Warum sind die attraktiven Männer immer Idioten? fragte sich Anwältin Dani Post, als Tyler Jackson durch den Gerichtssaal zum Zeugenstand ging. Er sah umwerfend aus mit den eisblauen Augen, kurzen blonden Haaren und seiner athletischen Figur.

Aber offensichtlich mangelte es ihm an menschlichem Anstand – und Dani hatte mehr als genug Erfahrungen mit solchen Männern gemacht. Seinetwegen zitterte der kleine Junge vor Angst, der neben ihr stand und ihre Hand umklammerte.

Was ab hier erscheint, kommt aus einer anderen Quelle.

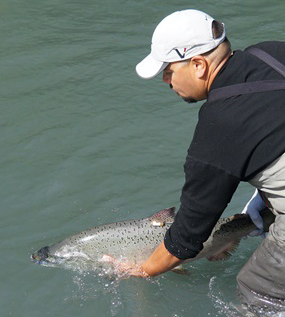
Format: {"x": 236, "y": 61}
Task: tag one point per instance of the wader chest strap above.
{"x": 255, "y": 86}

Kevin McCarthy war dabei erwischt worden, wie er in Tylers Spielzeuggeschäft Tropical Toys einen Baseballschläger gestohlen hatte. Natürlich hätte der frühreife Neunjährige das nicht tun sollen. Doch es lagen mildernde Umstände vor: Kevin war ein Pflegekind, das in seinem kurzen Leben mehr Traumata erlitten hatte, als sich die meisten Erwachsenen vorstellen konnten.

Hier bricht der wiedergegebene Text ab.